Heat a medium-sized skillet over medium-high heat. Add the olive oil and sesame oil and allow them to heat for one minute.
1 tablespoon olive oil, 1 tablespoon sesame oil
Next, add the cabbage, carrot, green onion, and celery and cook for 8-10 minutes, or until the vegetables are soft and starting to brown around the edges. Make sure to stir them occasionally so they don’t burn.
2 cups shredded cabbage, 1 large carrot, 1 stalk celery, 1 green onions
Add the garlic, ginger, and soy sauce and stir to combine. Cook for another 2-3 minutes, or until all of the liquid has evaporated. Remove from the heat and set the filling aside to cool.

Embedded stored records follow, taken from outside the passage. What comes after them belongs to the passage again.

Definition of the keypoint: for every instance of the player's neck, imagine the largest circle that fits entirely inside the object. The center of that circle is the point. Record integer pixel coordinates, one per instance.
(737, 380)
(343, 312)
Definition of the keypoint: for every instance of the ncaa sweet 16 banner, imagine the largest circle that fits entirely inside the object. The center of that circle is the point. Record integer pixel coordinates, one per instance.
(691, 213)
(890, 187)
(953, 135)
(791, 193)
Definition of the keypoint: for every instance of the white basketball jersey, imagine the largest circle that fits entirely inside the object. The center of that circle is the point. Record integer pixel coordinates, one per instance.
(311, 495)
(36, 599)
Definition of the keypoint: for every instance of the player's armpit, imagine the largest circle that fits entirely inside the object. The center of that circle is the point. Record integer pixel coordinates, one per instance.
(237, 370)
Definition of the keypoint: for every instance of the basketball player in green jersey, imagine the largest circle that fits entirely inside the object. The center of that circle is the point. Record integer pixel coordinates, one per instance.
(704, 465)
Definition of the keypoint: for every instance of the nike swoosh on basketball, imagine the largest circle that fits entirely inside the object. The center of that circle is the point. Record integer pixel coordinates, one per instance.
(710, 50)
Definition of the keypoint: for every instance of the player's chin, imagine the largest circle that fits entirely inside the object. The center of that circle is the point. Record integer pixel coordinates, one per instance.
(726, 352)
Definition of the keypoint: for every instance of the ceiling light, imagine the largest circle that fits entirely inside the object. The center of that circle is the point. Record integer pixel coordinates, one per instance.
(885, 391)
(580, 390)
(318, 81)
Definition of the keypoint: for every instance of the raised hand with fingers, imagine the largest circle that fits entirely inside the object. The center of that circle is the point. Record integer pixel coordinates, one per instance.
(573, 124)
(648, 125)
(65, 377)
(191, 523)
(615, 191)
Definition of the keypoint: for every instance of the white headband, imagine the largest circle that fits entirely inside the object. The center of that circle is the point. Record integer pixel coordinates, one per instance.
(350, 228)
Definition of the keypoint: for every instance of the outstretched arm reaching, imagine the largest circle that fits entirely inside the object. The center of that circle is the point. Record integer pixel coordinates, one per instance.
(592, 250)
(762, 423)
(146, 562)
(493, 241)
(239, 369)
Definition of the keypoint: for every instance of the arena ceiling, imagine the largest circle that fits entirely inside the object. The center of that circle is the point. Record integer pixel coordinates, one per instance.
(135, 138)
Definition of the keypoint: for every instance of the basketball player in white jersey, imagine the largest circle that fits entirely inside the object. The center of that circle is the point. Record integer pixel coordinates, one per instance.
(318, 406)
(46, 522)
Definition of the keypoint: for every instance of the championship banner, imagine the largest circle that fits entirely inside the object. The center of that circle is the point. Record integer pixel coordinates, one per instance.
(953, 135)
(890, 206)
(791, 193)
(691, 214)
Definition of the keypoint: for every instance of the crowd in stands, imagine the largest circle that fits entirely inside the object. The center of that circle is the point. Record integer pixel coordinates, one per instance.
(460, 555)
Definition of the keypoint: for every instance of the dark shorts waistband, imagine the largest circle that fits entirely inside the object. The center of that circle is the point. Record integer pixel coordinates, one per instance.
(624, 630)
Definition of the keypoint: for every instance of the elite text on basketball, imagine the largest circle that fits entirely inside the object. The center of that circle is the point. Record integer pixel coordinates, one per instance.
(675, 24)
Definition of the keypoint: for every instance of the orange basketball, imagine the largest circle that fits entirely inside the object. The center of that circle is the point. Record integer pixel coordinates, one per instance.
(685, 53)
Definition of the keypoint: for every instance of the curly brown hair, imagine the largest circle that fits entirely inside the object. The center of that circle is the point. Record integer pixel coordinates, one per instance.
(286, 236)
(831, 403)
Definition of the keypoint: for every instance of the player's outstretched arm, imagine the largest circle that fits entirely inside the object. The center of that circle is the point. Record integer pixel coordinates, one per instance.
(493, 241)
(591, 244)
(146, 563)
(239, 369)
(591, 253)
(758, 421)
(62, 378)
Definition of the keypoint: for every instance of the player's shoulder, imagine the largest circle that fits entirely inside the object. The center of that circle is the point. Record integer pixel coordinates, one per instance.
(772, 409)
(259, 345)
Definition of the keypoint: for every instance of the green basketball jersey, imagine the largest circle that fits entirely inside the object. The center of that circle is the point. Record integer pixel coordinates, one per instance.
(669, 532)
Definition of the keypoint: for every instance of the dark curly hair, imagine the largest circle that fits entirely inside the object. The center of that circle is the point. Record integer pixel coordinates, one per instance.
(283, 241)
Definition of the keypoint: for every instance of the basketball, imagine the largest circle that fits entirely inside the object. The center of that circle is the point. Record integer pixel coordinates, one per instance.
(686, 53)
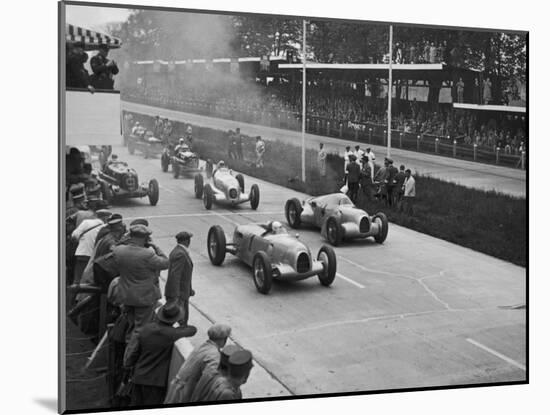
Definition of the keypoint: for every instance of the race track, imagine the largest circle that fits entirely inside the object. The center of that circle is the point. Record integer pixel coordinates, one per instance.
(413, 312)
(471, 174)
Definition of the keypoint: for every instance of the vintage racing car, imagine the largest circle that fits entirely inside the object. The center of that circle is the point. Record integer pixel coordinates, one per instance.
(337, 217)
(184, 161)
(118, 181)
(148, 145)
(272, 253)
(225, 188)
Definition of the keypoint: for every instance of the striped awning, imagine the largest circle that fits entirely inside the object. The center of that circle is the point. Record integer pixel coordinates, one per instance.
(90, 38)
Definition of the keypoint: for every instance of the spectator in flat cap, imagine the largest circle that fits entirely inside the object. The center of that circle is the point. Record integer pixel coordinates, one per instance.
(139, 262)
(202, 359)
(209, 375)
(149, 352)
(228, 387)
(178, 287)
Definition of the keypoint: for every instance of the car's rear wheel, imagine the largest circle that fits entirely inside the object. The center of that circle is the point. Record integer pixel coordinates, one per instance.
(254, 196)
(153, 192)
(199, 185)
(240, 179)
(293, 211)
(262, 272)
(216, 245)
(208, 196)
(334, 232)
(327, 256)
(382, 221)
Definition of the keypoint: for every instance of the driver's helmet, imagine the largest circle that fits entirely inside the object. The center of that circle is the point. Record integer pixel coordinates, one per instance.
(277, 227)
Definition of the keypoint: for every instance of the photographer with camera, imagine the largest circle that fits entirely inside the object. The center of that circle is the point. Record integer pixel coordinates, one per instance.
(103, 69)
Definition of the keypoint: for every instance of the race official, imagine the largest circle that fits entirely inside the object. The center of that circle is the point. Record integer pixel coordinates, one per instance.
(149, 352)
(103, 69)
(139, 262)
(204, 358)
(178, 287)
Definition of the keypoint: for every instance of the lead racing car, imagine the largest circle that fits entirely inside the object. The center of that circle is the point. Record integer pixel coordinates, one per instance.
(118, 181)
(225, 188)
(337, 217)
(273, 254)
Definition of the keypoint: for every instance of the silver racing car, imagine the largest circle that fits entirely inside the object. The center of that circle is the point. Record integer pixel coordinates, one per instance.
(272, 253)
(337, 217)
(225, 188)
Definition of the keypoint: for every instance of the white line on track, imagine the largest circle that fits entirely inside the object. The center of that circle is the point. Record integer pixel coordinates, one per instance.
(183, 215)
(349, 280)
(497, 354)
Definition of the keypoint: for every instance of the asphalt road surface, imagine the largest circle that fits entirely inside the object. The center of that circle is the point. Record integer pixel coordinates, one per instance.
(414, 312)
(476, 175)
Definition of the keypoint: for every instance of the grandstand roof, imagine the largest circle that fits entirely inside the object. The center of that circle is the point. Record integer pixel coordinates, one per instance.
(90, 38)
(497, 108)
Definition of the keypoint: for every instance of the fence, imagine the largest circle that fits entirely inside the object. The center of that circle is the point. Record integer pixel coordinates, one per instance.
(365, 133)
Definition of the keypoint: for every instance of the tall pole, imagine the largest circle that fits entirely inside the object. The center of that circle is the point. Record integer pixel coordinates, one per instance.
(390, 88)
(304, 105)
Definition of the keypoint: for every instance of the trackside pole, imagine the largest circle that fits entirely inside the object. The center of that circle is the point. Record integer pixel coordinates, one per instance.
(304, 106)
(390, 92)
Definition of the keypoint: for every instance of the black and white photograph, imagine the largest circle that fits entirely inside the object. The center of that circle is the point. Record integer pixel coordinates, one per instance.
(264, 207)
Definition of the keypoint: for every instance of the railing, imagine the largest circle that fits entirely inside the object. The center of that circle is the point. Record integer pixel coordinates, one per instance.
(362, 132)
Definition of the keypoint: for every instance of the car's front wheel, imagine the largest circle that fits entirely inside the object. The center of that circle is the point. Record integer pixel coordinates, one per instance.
(262, 272)
(216, 245)
(328, 258)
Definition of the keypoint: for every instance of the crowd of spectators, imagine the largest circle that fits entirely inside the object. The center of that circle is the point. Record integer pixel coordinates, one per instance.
(106, 257)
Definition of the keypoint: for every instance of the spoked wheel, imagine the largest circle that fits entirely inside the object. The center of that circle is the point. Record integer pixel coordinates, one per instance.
(199, 186)
(262, 273)
(334, 232)
(382, 222)
(293, 211)
(254, 196)
(153, 192)
(327, 256)
(216, 245)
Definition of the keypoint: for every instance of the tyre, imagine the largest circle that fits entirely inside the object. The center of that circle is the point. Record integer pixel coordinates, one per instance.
(334, 232)
(164, 162)
(382, 221)
(327, 256)
(208, 196)
(262, 273)
(240, 179)
(106, 192)
(153, 192)
(199, 186)
(254, 196)
(216, 245)
(293, 211)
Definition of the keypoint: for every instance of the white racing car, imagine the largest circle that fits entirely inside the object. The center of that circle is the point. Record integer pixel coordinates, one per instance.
(224, 188)
(273, 254)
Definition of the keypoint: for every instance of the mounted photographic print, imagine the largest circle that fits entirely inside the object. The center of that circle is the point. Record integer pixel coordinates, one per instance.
(265, 207)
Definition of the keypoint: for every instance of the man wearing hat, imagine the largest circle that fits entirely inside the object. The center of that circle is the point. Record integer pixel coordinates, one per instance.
(228, 387)
(149, 352)
(209, 374)
(139, 261)
(103, 69)
(178, 287)
(203, 358)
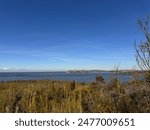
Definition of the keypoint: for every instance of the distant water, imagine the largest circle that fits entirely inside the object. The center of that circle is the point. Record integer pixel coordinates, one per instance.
(81, 77)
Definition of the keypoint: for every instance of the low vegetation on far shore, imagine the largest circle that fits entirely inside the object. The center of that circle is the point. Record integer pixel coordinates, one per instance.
(47, 96)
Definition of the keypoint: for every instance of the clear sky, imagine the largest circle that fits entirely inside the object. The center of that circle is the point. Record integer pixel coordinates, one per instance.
(69, 34)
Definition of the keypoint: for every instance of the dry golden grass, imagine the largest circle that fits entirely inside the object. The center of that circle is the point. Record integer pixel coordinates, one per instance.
(67, 96)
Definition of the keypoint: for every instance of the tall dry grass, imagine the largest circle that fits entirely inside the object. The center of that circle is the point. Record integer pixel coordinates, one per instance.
(69, 96)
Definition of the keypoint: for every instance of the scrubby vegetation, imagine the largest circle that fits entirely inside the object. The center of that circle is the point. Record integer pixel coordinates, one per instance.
(69, 96)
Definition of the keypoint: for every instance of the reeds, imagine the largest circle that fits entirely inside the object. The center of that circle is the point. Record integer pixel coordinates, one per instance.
(69, 96)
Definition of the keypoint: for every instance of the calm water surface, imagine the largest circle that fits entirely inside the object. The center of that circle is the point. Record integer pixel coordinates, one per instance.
(81, 77)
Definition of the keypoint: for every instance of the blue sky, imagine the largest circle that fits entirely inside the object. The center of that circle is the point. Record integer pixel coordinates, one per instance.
(69, 34)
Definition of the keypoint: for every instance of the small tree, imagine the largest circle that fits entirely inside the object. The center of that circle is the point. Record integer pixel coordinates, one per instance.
(143, 50)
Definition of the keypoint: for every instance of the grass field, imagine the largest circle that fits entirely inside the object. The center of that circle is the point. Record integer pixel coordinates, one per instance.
(46, 96)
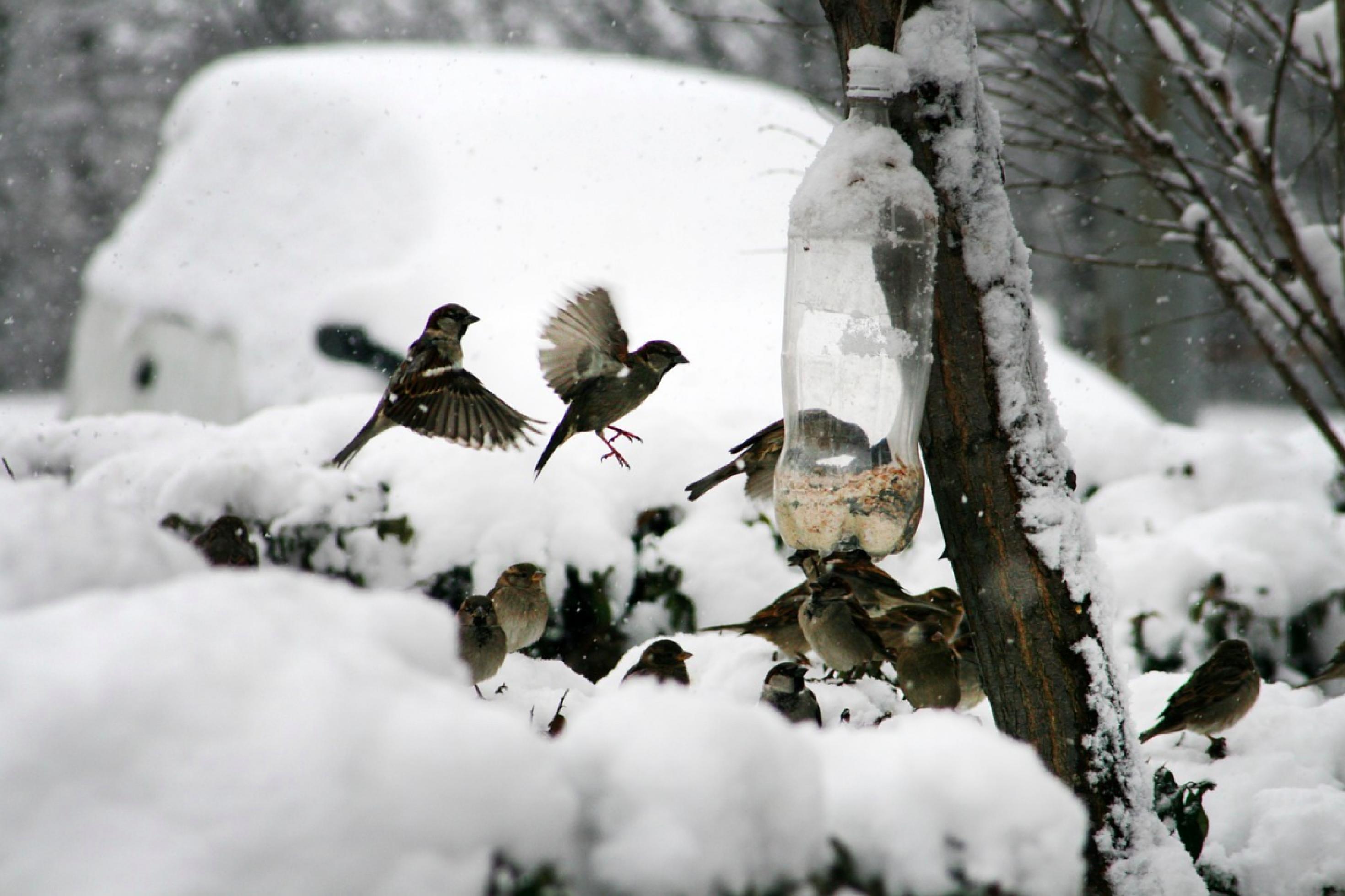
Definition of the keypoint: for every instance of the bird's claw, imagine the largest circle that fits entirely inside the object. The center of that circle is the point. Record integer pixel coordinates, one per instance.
(621, 460)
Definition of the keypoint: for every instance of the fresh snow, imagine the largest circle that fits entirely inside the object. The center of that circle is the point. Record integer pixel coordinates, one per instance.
(171, 728)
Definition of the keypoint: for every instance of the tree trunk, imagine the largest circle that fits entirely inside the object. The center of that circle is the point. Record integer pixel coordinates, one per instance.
(1039, 643)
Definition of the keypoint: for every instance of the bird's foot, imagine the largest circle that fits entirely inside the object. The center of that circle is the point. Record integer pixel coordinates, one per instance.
(612, 451)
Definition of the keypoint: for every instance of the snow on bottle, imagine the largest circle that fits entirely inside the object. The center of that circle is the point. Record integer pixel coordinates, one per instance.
(857, 333)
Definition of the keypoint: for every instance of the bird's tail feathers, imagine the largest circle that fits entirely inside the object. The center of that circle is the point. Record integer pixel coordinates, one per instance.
(701, 486)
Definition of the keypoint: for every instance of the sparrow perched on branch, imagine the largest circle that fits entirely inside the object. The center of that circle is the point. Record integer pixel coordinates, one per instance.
(521, 605)
(662, 661)
(227, 544)
(786, 691)
(927, 668)
(591, 368)
(761, 454)
(1334, 669)
(777, 622)
(1216, 696)
(481, 639)
(431, 393)
(838, 629)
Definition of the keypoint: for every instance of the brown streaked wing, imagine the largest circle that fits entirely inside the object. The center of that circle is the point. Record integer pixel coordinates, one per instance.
(587, 342)
(455, 405)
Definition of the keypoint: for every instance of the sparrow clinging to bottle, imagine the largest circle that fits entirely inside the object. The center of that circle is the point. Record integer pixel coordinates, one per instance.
(431, 393)
(761, 454)
(591, 368)
(521, 605)
(1218, 695)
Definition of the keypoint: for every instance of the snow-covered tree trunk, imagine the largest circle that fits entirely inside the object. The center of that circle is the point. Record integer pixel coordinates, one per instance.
(999, 469)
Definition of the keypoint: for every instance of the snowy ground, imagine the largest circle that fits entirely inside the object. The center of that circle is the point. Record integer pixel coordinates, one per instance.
(171, 728)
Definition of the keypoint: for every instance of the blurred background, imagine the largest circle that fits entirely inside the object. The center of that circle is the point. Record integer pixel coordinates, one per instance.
(85, 84)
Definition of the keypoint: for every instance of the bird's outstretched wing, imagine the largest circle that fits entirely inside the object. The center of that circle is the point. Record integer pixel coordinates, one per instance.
(587, 342)
(454, 404)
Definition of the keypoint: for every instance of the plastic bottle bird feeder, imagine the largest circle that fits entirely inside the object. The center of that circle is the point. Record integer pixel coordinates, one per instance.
(857, 334)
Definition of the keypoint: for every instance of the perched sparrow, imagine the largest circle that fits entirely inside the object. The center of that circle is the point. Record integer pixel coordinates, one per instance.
(431, 393)
(895, 625)
(594, 372)
(876, 591)
(481, 638)
(1334, 669)
(521, 605)
(838, 629)
(969, 675)
(761, 454)
(927, 669)
(227, 543)
(784, 691)
(1218, 695)
(778, 622)
(665, 661)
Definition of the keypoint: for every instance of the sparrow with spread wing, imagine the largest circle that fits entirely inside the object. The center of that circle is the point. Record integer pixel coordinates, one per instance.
(591, 368)
(431, 393)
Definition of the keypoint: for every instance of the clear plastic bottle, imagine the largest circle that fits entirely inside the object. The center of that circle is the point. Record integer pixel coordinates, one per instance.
(857, 338)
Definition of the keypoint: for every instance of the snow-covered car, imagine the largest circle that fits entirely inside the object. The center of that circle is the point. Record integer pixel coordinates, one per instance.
(361, 188)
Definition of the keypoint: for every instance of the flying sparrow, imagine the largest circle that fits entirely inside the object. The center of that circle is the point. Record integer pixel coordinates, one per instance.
(1334, 669)
(664, 661)
(227, 544)
(521, 605)
(431, 393)
(777, 622)
(591, 368)
(481, 639)
(927, 669)
(838, 629)
(761, 454)
(1219, 693)
(784, 691)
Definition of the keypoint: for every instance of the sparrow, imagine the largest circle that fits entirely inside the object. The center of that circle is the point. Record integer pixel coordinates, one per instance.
(761, 454)
(778, 623)
(969, 675)
(521, 605)
(1219, 693)
(664, 661)
(784, 691)
(1334, 669)
(481, 639)
(431, 393)
(227, 544)
(927, 668)
(838, 629)
(592, 370)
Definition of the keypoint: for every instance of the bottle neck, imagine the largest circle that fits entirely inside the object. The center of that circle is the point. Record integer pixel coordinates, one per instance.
(872, 109)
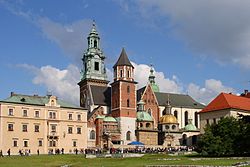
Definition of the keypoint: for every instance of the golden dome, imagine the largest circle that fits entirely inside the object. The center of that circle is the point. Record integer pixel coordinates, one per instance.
(168, 119)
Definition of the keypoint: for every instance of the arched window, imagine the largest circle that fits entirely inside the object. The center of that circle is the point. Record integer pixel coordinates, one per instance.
(128, 89)
(128, 103)
(194, 140)
(174, 127)
(147, 125)
(166, 127)
(128, 74)
(176, 114)
(121, 74)
(164, 112)
(186, 117)
(149, 111)
(128, 135)
(92, 134)
(184, 139)
(141, 125)
(196, 119)
(95, 43)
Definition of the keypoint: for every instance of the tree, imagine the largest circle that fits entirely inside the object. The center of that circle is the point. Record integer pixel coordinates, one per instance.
(219, 139)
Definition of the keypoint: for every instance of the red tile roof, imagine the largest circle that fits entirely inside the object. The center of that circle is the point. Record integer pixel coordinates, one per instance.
(225, 101)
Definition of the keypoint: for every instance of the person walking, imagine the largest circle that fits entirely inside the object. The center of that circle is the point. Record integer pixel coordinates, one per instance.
(8, 152)
(1, 153)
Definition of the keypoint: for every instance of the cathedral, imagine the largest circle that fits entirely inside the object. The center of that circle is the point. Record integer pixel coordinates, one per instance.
(120, 113)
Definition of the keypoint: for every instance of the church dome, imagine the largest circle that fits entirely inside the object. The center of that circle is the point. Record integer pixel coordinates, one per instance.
(190, 127)
(155, 87)
(144, 116)
(168, 119)
(109, 119)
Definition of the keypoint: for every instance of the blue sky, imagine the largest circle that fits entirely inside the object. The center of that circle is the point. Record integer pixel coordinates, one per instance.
(193, 50)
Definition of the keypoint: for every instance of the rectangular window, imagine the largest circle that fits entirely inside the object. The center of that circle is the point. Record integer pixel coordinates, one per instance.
(79, 117)
(74, 144)
(97, 66)
(52, 115)
(53, 128)
(15, 143)
(79, 130)
(37, 114)
(121, 74)
(70, 116)
(70, 130)
(36, 128)
(25, 143)
(40, 143)
(10, 127)
(25, 128)
(11, 111)
(25, 113)
(52, 143)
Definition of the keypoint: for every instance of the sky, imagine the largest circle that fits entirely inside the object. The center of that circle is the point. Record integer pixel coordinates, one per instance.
(197, 47)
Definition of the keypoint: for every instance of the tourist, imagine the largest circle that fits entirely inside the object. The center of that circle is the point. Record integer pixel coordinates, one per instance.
(8, 152)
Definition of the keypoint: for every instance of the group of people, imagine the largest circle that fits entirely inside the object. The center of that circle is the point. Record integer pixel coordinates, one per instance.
(140, 149)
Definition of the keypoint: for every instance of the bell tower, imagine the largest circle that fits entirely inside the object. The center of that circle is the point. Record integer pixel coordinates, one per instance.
(94, 71)
(93, 59)
(123, 102)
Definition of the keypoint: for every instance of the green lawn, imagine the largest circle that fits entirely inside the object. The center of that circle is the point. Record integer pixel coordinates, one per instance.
(79, 160)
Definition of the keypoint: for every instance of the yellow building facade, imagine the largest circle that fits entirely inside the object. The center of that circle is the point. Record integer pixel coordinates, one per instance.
(41, 124)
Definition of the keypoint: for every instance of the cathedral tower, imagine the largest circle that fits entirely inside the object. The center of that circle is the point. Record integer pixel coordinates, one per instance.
(123, 103)
(151, 80)
(93, 72)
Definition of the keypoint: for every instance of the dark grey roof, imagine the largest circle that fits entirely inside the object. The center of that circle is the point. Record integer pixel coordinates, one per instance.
(101, 95)
(139, 93)
(178, 100)
(123, 60)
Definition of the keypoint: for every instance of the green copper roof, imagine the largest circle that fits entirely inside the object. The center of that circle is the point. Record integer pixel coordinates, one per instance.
(123, 60)
(151, 80)
(155, 87)
(109, 119)
(190, 127)
(143, 116)
(36, 100)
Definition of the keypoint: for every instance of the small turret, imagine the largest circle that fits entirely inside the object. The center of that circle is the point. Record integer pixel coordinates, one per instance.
(151, 80)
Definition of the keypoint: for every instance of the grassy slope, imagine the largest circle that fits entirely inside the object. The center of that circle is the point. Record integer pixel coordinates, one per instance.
(78, 160)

2 cloves garlic, 1 teaspoon grated ginger, 2 tablespoons soy sauce
Fill each egg roll wrapper with about ¼ cup of the filling. Brush the edges with water and roll it up like a burrito.
8 egg roll wrappers
Lightly grease the air fryer basket and add the egg rolls, making sure not to overcrowd the pan. Spray the tops of the egg rolls with olive oil spray.
Cook at 400F for 7 minutes. Flip the egg rolls and cook them for an additional 5-6 minutes, or until they are golden brown.
Serve warm or at room temperature and store any leftovers in the fridge for up to three days.